Monday September 30, 2002: Triple X
I met up with Geri tonight and we went to see a movie. I had hoped to see “Road to Perdition” but it has come and gone. Instead we saw the new action monstrosity Triple X or XXX or whatever they call it. I am still trying to scrape the images out off my tongue.
Oh yes, it was a “fun”, “action-packed”, and a “twist” on the spy theme… Or if you prefer it was a ridiculous over budgeted B-movie cross between “The Dirty Dozen”, James Bond clichés and all “extreme” style beverage advertisements circa 1992. All squeezed through a teenager’s zit and squirted onto your Playstation 2 X Box Cube.

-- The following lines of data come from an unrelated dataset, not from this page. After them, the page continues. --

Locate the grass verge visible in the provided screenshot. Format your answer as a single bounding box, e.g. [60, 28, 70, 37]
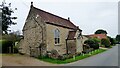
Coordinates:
[39, 49, 106, 64]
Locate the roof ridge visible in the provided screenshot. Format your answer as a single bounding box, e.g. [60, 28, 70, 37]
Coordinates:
[33, 6, 72, 23]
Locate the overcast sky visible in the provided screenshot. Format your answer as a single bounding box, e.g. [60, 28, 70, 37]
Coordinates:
[0, 0, 118, 37]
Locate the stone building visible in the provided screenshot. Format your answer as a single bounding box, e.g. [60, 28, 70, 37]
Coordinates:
[19, 2, 83, 57]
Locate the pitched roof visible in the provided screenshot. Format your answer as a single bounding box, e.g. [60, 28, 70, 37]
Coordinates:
[67, 31, 76, 40]
[84, 34, 107, 39]
[31, 5, 78, 30]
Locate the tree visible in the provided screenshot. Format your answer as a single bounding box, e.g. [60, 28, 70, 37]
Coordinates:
[107, 36, 116, 45]
[116, 35, 120, 42]
[101, 39, 110, 47]
[1, 2, 17, 34]
[84, 38, 100, 49]
[95, 29, 107, 34]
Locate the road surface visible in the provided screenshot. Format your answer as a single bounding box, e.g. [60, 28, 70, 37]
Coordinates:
[2, 46, 118, 66]
[62, 45, 118, 66]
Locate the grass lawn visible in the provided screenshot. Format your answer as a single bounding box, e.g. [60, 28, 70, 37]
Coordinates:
[40, 49, 106, 64]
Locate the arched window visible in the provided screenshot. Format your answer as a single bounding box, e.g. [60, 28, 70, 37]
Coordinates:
[54, 29, 60, 44]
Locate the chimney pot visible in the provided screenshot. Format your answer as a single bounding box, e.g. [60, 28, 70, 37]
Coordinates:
[68, 17, 70, 21]
[31, 2, 33, 7]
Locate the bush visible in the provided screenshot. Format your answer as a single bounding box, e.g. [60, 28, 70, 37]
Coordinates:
[84, 38, 100, 49]
[101, 39, 110, 48]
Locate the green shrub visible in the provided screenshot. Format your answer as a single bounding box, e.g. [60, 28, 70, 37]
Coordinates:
[1, 40, 13, 53]
[84, 38, 100, 49]
[101, 39, 110, 48]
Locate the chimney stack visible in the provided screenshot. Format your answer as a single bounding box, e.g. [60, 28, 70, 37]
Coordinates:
[31, 2, 33, 7]
[68, 17, 70, 21]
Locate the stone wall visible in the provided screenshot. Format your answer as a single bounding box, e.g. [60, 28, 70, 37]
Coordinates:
[46, 24, 70, 55]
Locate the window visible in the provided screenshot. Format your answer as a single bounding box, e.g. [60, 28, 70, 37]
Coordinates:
[54, 29, 60, 44]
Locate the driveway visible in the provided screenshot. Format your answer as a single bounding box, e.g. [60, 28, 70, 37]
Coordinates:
[2, 54, 56, 66]
[63, 46, 118, 66]
[2, 46, 118, 66]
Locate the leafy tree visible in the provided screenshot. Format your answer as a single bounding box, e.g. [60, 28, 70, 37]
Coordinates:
[101, 39, 110, 47]
[95, 29, 107, 34]
[1, 2, 17, 34]
[107, 36, 116, 45]
[84, 38, 100, 49]
[116, 35, 120, 42]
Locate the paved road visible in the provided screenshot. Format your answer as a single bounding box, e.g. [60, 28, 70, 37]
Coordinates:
[2, 46, 118, 66]
[62, 46, 118, 66]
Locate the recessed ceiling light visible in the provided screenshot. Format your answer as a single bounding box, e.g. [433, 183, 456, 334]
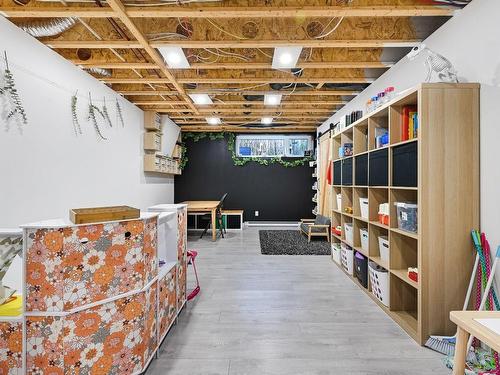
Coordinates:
[188, 94, 214, 105]
[264, 94, 281, 105]
[272, 47, 302, 69]
[158, 47, 190, 69]
[205, 117, 220, 125]
[260, 117, 273, 125]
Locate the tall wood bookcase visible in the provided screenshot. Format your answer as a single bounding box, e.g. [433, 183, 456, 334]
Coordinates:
[330, 83, 479, 345]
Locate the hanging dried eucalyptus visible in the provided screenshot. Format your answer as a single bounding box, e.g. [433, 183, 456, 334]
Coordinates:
[116, 99, 125, 128]
[0, 52, 28, 125]
[88, 93, 107, 140]
[71, 90, 83, 136]
[102, 98, 113, 128]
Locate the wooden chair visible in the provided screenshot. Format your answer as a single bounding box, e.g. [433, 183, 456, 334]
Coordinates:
[200, 193, 227, 238]
[300, 215, 331, 242]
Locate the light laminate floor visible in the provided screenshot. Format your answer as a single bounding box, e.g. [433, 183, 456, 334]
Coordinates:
[147, 228, 450, 375]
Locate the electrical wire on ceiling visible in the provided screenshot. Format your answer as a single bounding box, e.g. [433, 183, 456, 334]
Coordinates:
[18, 17, 78, 38]
[146, 32, 187, 41]
[83, 67, 111, 77]
[433, 0, 472, 8]
[124, 0, 222, 7]
[314, 16, 344, 39]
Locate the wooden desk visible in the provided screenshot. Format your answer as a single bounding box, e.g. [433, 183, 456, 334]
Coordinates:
[450, 311, 500, 375]
[182, 201, 220, 241]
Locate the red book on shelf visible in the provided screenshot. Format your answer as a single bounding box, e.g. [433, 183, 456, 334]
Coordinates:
[401, 105, 417, 141]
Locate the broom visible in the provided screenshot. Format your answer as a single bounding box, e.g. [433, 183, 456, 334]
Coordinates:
[425, 230, 482, 360]
[425, 248, 479, 356]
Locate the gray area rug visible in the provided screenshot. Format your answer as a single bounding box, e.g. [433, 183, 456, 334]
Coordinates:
[259, 230, 331, 255]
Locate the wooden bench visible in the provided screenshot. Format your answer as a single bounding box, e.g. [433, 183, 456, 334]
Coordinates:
[188, 210, 244, 230]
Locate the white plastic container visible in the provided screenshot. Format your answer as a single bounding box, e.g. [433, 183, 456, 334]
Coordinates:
[340, 243, 354, 275]
[344, 223, 354, 244]
[359, 198, 368, 220]
[394, 202, 418, 233]
[359, 228, 369, 254]
[368, 262, 390, 307]
[378, 236, 390, 264]
[332, 243, 341, 264]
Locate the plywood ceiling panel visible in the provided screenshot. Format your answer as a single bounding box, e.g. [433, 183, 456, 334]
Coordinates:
[0, 0, 457, 132]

You remember those snowboarding out of airplanes while drinking some cola commercials they used to have? Now imagine that with LOTS of explosions.
Van Dewezil or whatever that guys name is has always bugged me. He bugs me in the same way the Nicolas Cage does (with the exception of “Wild at Heart”). He’s sort of dopey. Not dopey in a fun way or a good way. He’s dopey like a lacrosse player. One too many whacks to the skull. Punch drunk. You know… STUNNED.
So to be fair I guess I was doomed to be annoyed by this movie just because I have to look at him for two hours.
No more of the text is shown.